Centerfielder Harrison Bader and rightfielder Aaron Judge converged on the ball. Either could have caught the routine fly hit by Christian Vazquez, but distracted by Judge’s presence, Bader dropped it. That helped Houston create two unearned runs against Gerrit Cole and a 2-0 hole the Yankees never escaped from.
Bader blamed the loud crowd, which prevented him and Judge from hearing each call off the other, and the unfortunate placement of the ball, directly between them. Judge blamed himself.
“That’s just what happens when you got two guys on defense who go really hard every time the ball is hit in their vicinity,” Bader said. “It was placed perfectly in between us. It’s a loud atmosphere — fans want to win, they’re cheering. It was just placed perfectly. Guys were calling it to the very end. We both got a little spooked. That’s just the nature of the game. It’s unfortunate that it happened, but it happens.”
Judge said: “We’re both going for it, both calling for it, and at the last second I hear him and am trying to get out of the way. I definitely messed him up on that play. I gotta take responsibility for that. He’s the centerfielder. When he calls it, I gotta drop and get out of the way. I just couldn’t move quick enough. I don’t think the noise was really too much of a factor.”
That sequence zapped much of the energy from the Bronx crowd of 47,569 and effectively ended the game, considering the way the Yankees hit (or didn’t hit). So now they face a legitimate must-win scenario in Game 4 on Sunday night. Down 3-0 in the best-of-seven series, they have to beat the Astros four times in a row to advance to the World Series.
For Bader, a Gold Glover acquired from St. Louis for Jordan Montgomery specifically to bolster the Yankees’ outfield situation in September and October, a degree of difficulty on the key play stemmed from the mere presence of Judge, a 6-7, 282-pound hulk of a human who was bearing down on him. At the last moment, Judge deferred, withdrawing his glove. The ball went off the heel of Bader’s glove and fell to the ground, and he was charged with an error.

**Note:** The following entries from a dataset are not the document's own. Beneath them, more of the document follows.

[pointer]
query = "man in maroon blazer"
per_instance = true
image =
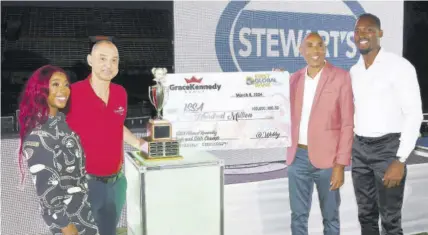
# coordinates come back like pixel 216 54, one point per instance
pixel 322 119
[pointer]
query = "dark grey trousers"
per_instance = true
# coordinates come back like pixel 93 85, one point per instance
pixel 370 159
pixel 107 201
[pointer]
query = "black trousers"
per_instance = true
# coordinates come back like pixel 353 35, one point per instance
pixel 370 160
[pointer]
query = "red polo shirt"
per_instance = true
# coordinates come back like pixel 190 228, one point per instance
pixel 99 126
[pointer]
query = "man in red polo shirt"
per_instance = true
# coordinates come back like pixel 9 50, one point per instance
pixel 97 114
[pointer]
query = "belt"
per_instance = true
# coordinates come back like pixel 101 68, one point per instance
pixel 105 179
pixel 302 146
pixel 377 140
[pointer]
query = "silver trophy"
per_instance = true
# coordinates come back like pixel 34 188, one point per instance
pixel 158 94
pixel 161 144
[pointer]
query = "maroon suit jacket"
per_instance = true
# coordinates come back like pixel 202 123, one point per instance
pixel 331 123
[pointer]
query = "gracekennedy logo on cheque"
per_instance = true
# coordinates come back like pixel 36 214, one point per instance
pixel 194 84
pixel 250 37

“He’s, like, 9 feet tall. You don’t want to get anybody hurt. You go really hard, but you don’t want to get anybody hurt,” Bader said.
Bader chased the ball down and threw it back to the infield. The play seemed so easy that Vazquez, assuming he had made an out to end the inning, already was jogging back to the dugout. He was halfway between first base and the mound — way out of the baseline — when he realized he was safe. He scrambled back to the base, bringing No. 9 hitter Chas McCormick to the plate.
McCormick sent a line drive just hard enough and just high enough to hit the top of the short porch in rightfield and skip into the stands for a two-run homer.
“I would probably count it as one of the mistakes of the evening,” said Cole, who called the Bader/Judge misplay “unfortunate.” “It was a couple inches over the plate more than we wanted, and the bounce went his way. It’s a pitch I’d rather do over.”